Having signed the Pact, the USSR then moved into territories it had lost to Poland and the Baltic states 18 years previously. These territories in western Ukraine and Belarus had themselves been seized by Poland when it attacked Soviet Russia in 1920, while the Baltic states had been seized from Russia by Imperial Germany in 1918.  If at Munich the Western powers had allowed Germany, Poland and Hungary to seize parts of Czechoslovakia, created in 1918, why should the Soviet Union not do the same?

In any case, however cynical and self-serving the Pact may have been, the Soviet side was acting in self-defense. Faced with the immovable fact of Hitlerite aggression, Moscow felt abandoned by the West, as it had been and as it would be during the German-Soviet war. Throughout the war, when the full might of the Nazi German army was thrown against the USSR, the whole of continental Europe’s industry supported the German war effort. It was only at the price of unimaginable sacrifice – well over 20 million Soviets died in the war, as against about 500,000 Americans – that the Nazis were defeated by the advance of the Red Army. It is inhumane of Prime Minister Morawiecki to obscure the memory of this ocean of blood shed to defeat Hitler.

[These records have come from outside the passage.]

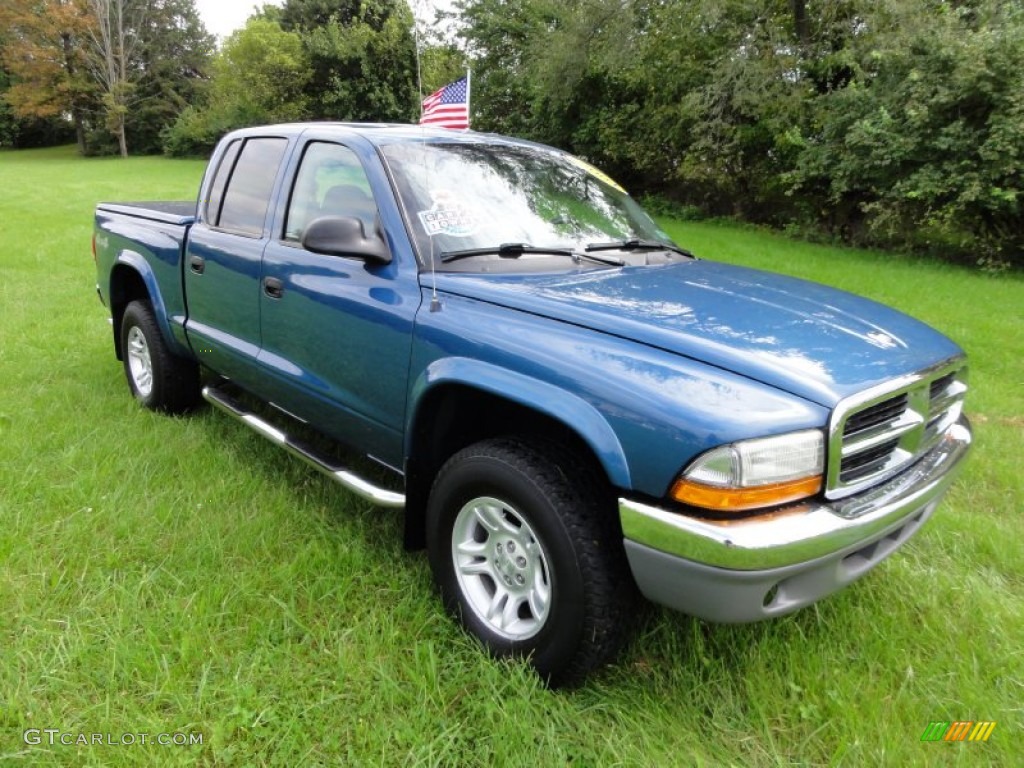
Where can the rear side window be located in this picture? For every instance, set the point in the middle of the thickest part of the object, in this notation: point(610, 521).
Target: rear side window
point(248, 195)
point(220, 181)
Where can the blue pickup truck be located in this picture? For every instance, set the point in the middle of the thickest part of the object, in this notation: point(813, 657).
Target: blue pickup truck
point(568, 408)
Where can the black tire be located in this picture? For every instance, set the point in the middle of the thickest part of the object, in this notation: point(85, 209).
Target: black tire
point(568, 595)
point(158, 378)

Morawiecki is quite right to say that Stalin was a monster at the head of a monstrous regime. Everyone, especially Russians today, accept that. But his (Morawiecki's) almost genetic hatred of Russia and Russians blinds him to the fact the Soviets fought the war for their fatherland, not for Communist ideology.  That is why Russians remember the war today with pride. Indeed, the Soviets could not have won the war if there had not been a surge of patriotic feeling, as there was also in Britain. In fact, Winston Churchill was perhaps the first to make the distinction between Bolshehvik ideology and the natural patriotism of the ordinary Russian soldier. On the day of the Nazi invasion, 22 June 1941, he made a broadcast on the BBC in which he said:

No one has been a more consistent opponent of Communism than I have for the last 25 years. I will unsay no word that I have spoken about it; but all this fades away before the spectacle which is now unfolded. The past, with its crimes, its follies and its tragedies, flashes away. I see the Russian soldiers standing on the threshold of their native land, guarding the fields which their fathers have tilled from time immemorial.”

What a shame that Prime Minister Morawiecki cannot have the basic human decency to allow other nations, in this case Russia, to take the same pride in their country and its past - however many tragic elements that past may contain - as he demands for Poland.